As he regained consciousness, Lanny was so weak he could not even lift his hand to his face. It was during that time that the man came into his room and stood at the foot of his bed. It was Dr. Burlingame. The surgeon had come to the room to introduce himself and help fill in the blanks for Lanny, who had been intubated, sedated, and critically ill, and so unable to know what was happening to him for days.

Burlingame says, "Lanny was about as sick as a patient can be. His condition was extremely critical. Our entire team worked hard to save him. We have the technology and the skills to do it, and we also cared for him and his family with compassion. It was our honor to do that."

Lanny knows how far he has come in a short number of months.

"Every time I went to a see a doctor after I got out of the hospital, they would put their hand on my shoulder and say, 'You are a miracle. There are very few people who survive what you survived,' " he says.

Lanny and his family have no fancy plans for the holidays, just to gather with family. For them, this is enough and it is everything.
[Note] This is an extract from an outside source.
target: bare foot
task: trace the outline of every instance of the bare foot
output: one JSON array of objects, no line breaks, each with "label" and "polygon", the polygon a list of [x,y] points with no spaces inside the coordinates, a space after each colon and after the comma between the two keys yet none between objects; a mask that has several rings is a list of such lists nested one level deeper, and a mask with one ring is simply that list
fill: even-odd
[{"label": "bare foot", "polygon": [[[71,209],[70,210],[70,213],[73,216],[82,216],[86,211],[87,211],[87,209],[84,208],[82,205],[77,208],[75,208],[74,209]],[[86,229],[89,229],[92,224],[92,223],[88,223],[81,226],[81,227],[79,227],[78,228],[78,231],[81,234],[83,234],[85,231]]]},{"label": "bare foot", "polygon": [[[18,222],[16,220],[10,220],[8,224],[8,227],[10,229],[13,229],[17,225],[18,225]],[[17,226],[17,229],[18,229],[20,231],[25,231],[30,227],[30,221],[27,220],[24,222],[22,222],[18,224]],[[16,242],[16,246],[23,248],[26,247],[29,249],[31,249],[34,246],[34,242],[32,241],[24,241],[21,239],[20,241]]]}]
"I'm just thankful I'm here and can celebrate another Christmas and can be with my family," Lanny says. "How blessed I am and how thankful I am for the amazing care, for the prayers, and for God's grace, which all kept me alive."

The American Heart Association has recognized WellSpan York Hospital with a Get With The Guidelines – Heart Failure Gold Plus Quality Achievement Award and been recognized on the Target: Heart Failure Honor Roll for treatment.